PIGS PIGS PIGS PIGS PIGS PIGS PIGS encerram 2025 com o peso de Death Hilarious e a realidade de ser músico em tempos difíceis
Em um ano que escancarou tanto a força criativa quanto os desafios de viver de música, os britânicos Pigs Pigs Pigs Pigs Pigs Pigs Pigs — ou PIGS x7 — encerram 2025 com duas apresentações no Reino Unido: 8 de novembro no Mutation Festival, em Brighton, e 9 de novembro no Esquires Club, em Bedford. Os shows marcam o fechamento da turnê do poderoso álbum Death Hilarious, lançado em abril, e também simbolizam a persistência de uma banda que equilibra paixão, intensidade e a dura realidade de ser artista independente em meio ao caos econômico.
O som que ri da tragédia
Com Death Hilarious, o PIGS x7 expandiu seu universo sonoro, mantendo o peso característico do stoner e sludge metal, mas com mais experimentação e senso de humor sombrio. O disco é uma catarse coletiva: guitarras colossais, vocais viscerais e letras que oscilam entre o grotesco e o transcendental.
Entre os destaques estão “Detroit” e “Glib Tongued”, faixa que traz a surpreendente colaboração com El-P (Run The Jewels), misturando rap e metal em uma explosão de energia caótica. A química entre os músicos mostra a abertura criativa do grupo — um diálogo entre gêneros que, ainda que improvável, soa absolutamente natural na estética insana do PIGS x7.
A turnê e o fechamento de um ciclo
Após uma série de shows pelos Estados Unidos e Europa, a banda encerra o ano em casa, onde tudo começou: no norte da Inglaterra, entre pubs e clubes de médio porte que sempre foram o coração do rock britânico. Cada apresentação é uma mistura de ritual e catarse, com o público entregue à parede de som e à intensidade física de Matt Baty, vocalista que parece exorcizar o próprio corpo a cada performance.
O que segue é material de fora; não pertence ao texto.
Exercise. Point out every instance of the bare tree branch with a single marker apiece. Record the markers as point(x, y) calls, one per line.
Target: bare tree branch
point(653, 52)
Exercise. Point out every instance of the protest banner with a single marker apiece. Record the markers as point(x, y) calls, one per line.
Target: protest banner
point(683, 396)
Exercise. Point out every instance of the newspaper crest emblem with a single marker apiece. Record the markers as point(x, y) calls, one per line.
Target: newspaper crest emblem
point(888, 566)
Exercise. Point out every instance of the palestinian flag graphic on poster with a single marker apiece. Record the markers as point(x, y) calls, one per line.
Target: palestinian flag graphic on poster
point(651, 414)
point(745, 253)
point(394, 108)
Mas por trás da energia de palco, existe uma realidade que atinge quase todos os músicos independentes — e que o próprio Baty fez questão de expor em entrevistas recentes: a de que viver apenas da música é, hoje, praticamente impossível.
Entre o palco e o escritório: o peso da sobrevivência
Matt Baty, além de vocalista, também trabalha para a WIPE OUT MUSIC” : uma empresa de publicação musical com sede no Reino Unido, fundada em 1996, que oferece serviços como direitos de publicação, distribuição e direitos de transmissão. Essa “vida paralela” é algo comum entre músicos do Reino Unido — e foi tema de uma reportagem recente que revelou que quase metade dos artistas britânicos ganha menos de £14 mil por ano com música.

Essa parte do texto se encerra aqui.